I have a very basic question. I recently deleted a large zvol around 16TB. I deleted its snapshots. So that zfs list doesn’t show this zvol. When I type zpool get freeing I see that there is a 15.4TB of data to be freed. On the other hand, The should-be-freed space doesn’t get smaller for days.
I tried to update to 25.04. I tried to export and import strategy. I tried several scrubs. I think I tried everything I can find online. Is there a way to force free space?
I don’t mind if I lose several bytes of data if it is related to some corrupted data. Disks are in raid10 mode and their smart status looks normal.
I uploaded the outputs of those commands. I can scrub it again. I have a problem with the errors saying list of errors unavaliable because I deleted those files and their snapshots, I did export/import, tried many things. The NAS system works perfectly, I just want the free space back
Those ticks are related to ‘Preformatted text’ ticks. This is my first post here. I did a mistake.
I started adding vdevs like this, I’ve been using Freenas/Truenas for a long time, back in the day I added vdevs as mirrored to the list. The first 2 vdev were recently ‘changed’, meaning I removed one of them replaced with a higher capacity one, resilvered, then did the same thing with the other low capacity one. I thought the replaced HDDs will be named like ‘sda’ or ‘sdb’. I was wrong but I don’t mind the current state. The data corruption problem existed before HDD upgrade. I deleted those files.
I’m willing to do another scrub but everytime I do it something weird happens. It scrubs the populated space (obviously). On the other hand when it gets to the last 15.4TB part, it finishes suddenly. Disk may show 2 or 4 checksum warnings. I tried clearing before the scrub I can do after the scrub but the warnings come back.
Errors like this with a pool refusing to free space might mean metadata corruption. Did you have any hexcodes in your “list of errors” in a 0x0c7a style format?
Yes exactly, the scrub sometimes clear those errors, I think it means a reference to a file that no longer exists. Those errors can occur after deleting a file, I know that.
I have some routine long test jobs, the report says they are fine but I know what you are saying, the drives exposed to high heat, in a server room, I especially witnessed after copying very large amounts of data, I/O errors can occur, I’m well aware of the fact that I need a smarter cooling system. On the other hand, there is no problem with the current state, so I’m trying to avoid copying all the data to somewhere else and then recopying it to a new pool
I worked with the AI and it figured out it was the zfs_free_leak_on_eio variable to tweak. So I switched it to 1 and now it started freeing. After that I’ll do a scrub. Do you have any other recommendations after the scrub?

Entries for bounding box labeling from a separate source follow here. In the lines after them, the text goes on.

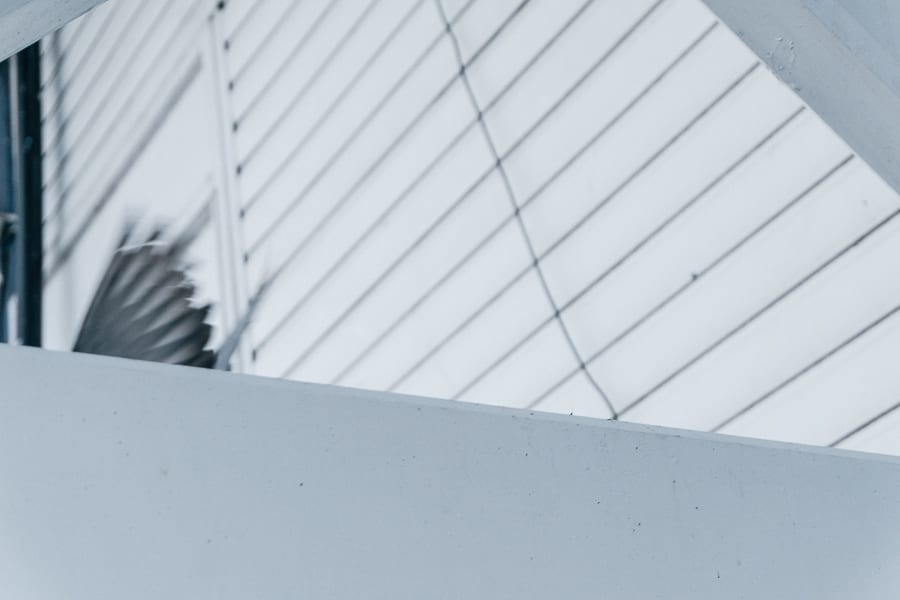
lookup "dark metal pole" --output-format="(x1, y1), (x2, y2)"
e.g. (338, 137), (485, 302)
(10, 44), (44, 346)
(0, 61), (16, 343)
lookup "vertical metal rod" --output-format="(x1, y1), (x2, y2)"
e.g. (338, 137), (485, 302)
(0, 61), (16, 343)
(9, 43), (43, 346)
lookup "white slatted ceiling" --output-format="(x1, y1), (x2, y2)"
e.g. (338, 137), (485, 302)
(45, 0), (900, 451)
(223, 0), (897, 443)
(42, 0), (230, 349)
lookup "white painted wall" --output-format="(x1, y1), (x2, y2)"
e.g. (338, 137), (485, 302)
(0, 347), (900, 600)
(35, 0), (900, 451)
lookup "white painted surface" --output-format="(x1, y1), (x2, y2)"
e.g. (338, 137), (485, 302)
(45, 0), (900, 448)
(0, 0), (106, 60)
(0, 347), (900, 600)
(705, 0), (900, 195)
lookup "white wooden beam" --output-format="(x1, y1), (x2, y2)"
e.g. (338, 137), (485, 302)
(705, 0), (900, 192)
(0, 346), (900, 600)
(0, 0), (105, 60)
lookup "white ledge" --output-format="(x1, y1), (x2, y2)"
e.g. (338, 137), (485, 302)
(0, 0), (105, 60)
(0, 346), (900, 600)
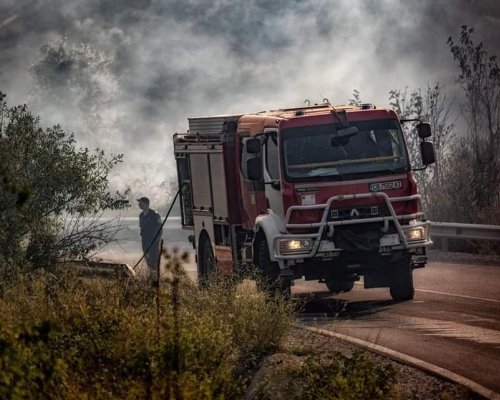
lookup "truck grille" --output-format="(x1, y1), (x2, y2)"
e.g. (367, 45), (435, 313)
(328, 205), (391, 221)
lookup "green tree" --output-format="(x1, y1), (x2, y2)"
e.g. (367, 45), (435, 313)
(448, 25), (500, 223)
(0, 94), (128, 266)
(389, 83), (456, 220)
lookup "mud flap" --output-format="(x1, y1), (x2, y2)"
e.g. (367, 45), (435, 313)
(363, 271), (392, 289)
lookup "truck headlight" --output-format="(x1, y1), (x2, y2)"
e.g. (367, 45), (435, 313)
(279, 239), (312, 254)
(404, 226), (427, 240)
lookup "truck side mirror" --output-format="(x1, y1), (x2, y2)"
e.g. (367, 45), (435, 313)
(247, 157), (262, 181)
(246, 139), (260, 154)
(417, 122), (432, 139)
(420, 142), (436, 165)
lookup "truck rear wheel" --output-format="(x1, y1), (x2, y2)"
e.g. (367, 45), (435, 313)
(390, 262), (415, 301)
(325, 280), (354, 293)
(198, 234), (216, 285)
(257, 240), (291, 297)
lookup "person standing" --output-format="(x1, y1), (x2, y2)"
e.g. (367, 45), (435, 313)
(137, 197), (163, 278)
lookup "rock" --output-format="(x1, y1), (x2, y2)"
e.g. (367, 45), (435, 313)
(245, 353), (304, 400)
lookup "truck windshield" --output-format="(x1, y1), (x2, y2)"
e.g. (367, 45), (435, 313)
(282, 120), (408, 180)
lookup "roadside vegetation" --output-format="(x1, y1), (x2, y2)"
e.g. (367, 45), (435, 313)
(350, 25), (500, 254)
(0, 256), (402, 400)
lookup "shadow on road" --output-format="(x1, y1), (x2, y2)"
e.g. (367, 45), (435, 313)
(293, 292), (395, 319)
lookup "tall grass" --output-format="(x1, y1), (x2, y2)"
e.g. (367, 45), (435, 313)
(0, 258), (294, 399)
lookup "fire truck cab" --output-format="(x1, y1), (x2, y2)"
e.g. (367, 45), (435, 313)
(174, 104), (434, 300)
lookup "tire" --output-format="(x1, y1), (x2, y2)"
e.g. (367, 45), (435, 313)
(257, 240), (292, 298)
(390, 262), (415, 301)
(198, 235), (216, 286)
(325, 280), (354, 293)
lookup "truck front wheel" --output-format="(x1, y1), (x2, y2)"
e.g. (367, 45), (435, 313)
(390, 262), (415, 301)
(257, 240), (291, 297)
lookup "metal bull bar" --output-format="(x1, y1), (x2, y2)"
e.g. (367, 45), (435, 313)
(273, 192), (432, 259)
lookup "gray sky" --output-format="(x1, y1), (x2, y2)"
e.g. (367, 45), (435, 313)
(0, 0), (500, 205)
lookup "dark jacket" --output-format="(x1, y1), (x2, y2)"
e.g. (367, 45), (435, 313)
(139, 209), (162, 247)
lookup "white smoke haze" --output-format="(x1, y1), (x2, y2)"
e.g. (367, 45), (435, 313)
(0, 0), (500, 212)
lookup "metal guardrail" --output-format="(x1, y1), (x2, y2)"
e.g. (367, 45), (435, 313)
(430, 222), (500, 251)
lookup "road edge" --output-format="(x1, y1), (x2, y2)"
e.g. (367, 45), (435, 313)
(294, 324), (500, 400)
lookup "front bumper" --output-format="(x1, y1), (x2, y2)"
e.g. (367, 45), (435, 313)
(273, 192), (432, 260)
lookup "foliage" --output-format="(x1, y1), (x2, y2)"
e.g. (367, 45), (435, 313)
(0, 255), (293, 399)
(297, 353), (396, 400)
(389, 83), (455, 221)
(448, 25), (500, 223)
(0, 94), (128, 266)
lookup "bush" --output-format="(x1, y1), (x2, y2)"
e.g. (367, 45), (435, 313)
(0, 255), (293, 399)
(296, 353), (396, 400)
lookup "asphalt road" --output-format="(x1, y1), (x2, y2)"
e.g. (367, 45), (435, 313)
(293, 261), (500, 393)
(95, 218), (500, 393)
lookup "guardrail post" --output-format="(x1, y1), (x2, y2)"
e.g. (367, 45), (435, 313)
(441, 237), (448, 252)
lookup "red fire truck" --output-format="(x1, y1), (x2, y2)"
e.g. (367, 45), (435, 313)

Do you have full system specs here? I’d like to ensure we’re not dealing with failed or failing hardware - especially if we’re looking at either drive or storage controller/HBA faults. I/O errors under load are not normal or expected.
Can you show a zpool get leaked please, to make sure it didn’t just toss that space off into the ether?
Sure my specs are like this:
Motherboard: Asus X99 Rampage V extreme; it has a lot of sata ports
CPU: Intel 5960X, first 8-core CPU I believe,
RAM, 8 x 16GB= 128GB ddr4 ram
Disks: The mirrored disks are specifically chosen to be different from each other in terms of brand or line-up but not in size. This is due to prevent any dual failure at the same time.
Cache and Logs: I have 4 cache nvme drives and 1 nvme log drive.
I checked the leaked value like you said and it says it is 125MB so it is not a very small number I believe.
Since there are many drives in the system, at first I thought the I/O faults could be due to shared sata power cables so I used more more sata power lanes, then I thought it could be due to bad sata cables, improper connection issues, so I changed some sata cables. I added some small fans onto the RAM sticks to cool them off more (I thought maybe it is due to that).
In short, I believe either on-board sata controllers or disks are causing this issue due to high volume traffic, or heat due to that. I’m not particularly concerned about some corrupted files, ofcourse I regularly backup the most important data to an offline drive. I just want to get rid of error messages when this sort of thing happens. Then I can try to add more fans to somewhere, or try new things to see if it occurs again.